Creating a NN policy for Reinforcement Learning
Continuing from the previous post (Learning to use OpenAI Gym) I explore how to create a neural network policy that can train our cart to balance the pole for a longer period of time compared to the simple hard coded policy. Using a simple network we should see an improvement my measuring the amount of consectutive steps that the pole can stay vertical.
Neural Network Policy
Use the import statements and plotting functions from the previous post
keras.backend.clear_session()
tf.random.set_seed(42)
np.random.rand(42)
#this is the observation space
num_inputs = 4
model = keras.models.Sequential([
keras.layers.Dense(20,activation="relu",input_shape=(num_inputs,)),
keras.layers.Dense(5,activation="relu"),
keras.layers.Dense(1,activation="sigmoid"),
])
model.summary()
Model: "sequential"
_________________________________________________________________
Layer (type) Output Shape Param # =================================================================
dense (Dense) (None, 20) 100
dense_1 (Dense) (None, 5) 105
dense_2 (Dense) (None, 1) 6
=================================================================
Total params: 211
Trainable params: 211
Non-trainable params: 0
_________________________________________________________________
The input for our model is going to the environment’s observations: obs = [x,x,x,x] and the output will the action that is going to be taken by the cart (either 0 or 1). Since there are only two possible actions, we only need one output neuron using the sigmoid activation function to represent the action that the cart will take. If there were more than two actions that we could take, then each action would be represented by a neuron and we would use the softmax activation function.

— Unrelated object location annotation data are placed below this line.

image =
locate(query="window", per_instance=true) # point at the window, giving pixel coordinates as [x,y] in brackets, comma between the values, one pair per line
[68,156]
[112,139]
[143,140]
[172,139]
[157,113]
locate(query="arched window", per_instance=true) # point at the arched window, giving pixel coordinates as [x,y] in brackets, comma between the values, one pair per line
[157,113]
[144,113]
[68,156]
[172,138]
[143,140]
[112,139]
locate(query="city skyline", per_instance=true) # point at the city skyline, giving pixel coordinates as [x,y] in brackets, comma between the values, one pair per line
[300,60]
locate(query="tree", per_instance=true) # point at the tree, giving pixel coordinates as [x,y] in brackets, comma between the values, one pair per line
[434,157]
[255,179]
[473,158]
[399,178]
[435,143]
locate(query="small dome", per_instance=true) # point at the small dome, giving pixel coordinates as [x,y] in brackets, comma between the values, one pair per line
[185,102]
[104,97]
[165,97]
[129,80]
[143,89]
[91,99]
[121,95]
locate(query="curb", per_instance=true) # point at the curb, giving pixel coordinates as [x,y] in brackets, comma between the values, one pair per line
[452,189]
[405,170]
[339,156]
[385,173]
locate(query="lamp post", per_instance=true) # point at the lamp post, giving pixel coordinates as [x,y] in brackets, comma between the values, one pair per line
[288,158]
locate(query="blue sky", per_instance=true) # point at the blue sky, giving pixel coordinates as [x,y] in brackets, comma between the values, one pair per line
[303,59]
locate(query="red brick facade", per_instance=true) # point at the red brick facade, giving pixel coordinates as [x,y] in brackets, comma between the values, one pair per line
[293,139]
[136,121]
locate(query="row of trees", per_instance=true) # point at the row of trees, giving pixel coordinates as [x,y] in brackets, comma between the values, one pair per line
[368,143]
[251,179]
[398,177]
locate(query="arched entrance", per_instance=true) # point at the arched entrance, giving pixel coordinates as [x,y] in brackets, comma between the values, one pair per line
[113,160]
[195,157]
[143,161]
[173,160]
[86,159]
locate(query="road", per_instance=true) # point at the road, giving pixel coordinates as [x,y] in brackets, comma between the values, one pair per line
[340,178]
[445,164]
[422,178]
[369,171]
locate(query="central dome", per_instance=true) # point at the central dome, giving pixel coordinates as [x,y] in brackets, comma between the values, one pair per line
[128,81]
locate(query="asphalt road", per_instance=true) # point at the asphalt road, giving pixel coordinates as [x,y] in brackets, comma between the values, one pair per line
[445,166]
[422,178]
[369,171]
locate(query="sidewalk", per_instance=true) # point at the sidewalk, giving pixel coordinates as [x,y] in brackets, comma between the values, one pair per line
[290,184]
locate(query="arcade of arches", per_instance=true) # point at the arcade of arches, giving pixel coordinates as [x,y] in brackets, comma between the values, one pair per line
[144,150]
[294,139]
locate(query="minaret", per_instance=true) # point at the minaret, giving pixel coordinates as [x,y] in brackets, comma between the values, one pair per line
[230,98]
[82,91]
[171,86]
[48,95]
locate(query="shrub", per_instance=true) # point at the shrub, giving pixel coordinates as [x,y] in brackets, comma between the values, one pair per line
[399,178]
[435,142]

In the code below, we decide our action based on random probability. For example let’s say the randomly generated probability is .40 and the probability of going left generated by the model is 0.50. We have a statement below that compares these two probabilites. Since .40 > .50 is a false statement, we convert our boolean to the integer 0 and our action is to go left.
We make our decisions based on this random probability because we want to find the right balance between exploring new actions and exploiting actions that we already know work well. Imagine you go to a cafe and randomly select a coffee. If you like it, the probability that you order it again next time you go is increased. However, you shouldn’t increase that probability to 100% because there might be other coffees to try that are even better than the first.
def render_policy(model,max_steps=200,seed=42):
frames = []
env = gym.make("CartPole-v1",render_mode="rgb_array")
np.random.seed(seed)
#reset the environment
obs = env.reset()
obs = np.array([obs[0]])
reward = 0
#keep track of how many consectuive times pole is vertical
totals = 0
for step in range(max_steps):
frames.append(env.render())
left_prob = model.predict(obs)
#print('left_prob',left_prob)
#generate random number
p = np.random.rand()
#print('p',p)
#turn boolean value into integer (ACTION = TRUE:1 OR FALSE:0)
action = int(p>left_prob)
#print('action',action)
stats = env.step(action)
obs = np.array([stats[0]])
reward = stats[1]
done = stats[2]
info = stats[3]
totals+= reward
if done:
break
env.close()
return frames,totals
For our cart-pole environment, we can ignore past observations and actions because at each step we can see the environments full state.
For example: If the environment only revealed the cart’s position and not the velocity, you would have to consider past and current observations in order to determine the current velocity. We do not have to worry about this in our case.
Lets see how well a randomly initialized policy network performs:
frames,totals = render_policy(model)
plot_animation(frames)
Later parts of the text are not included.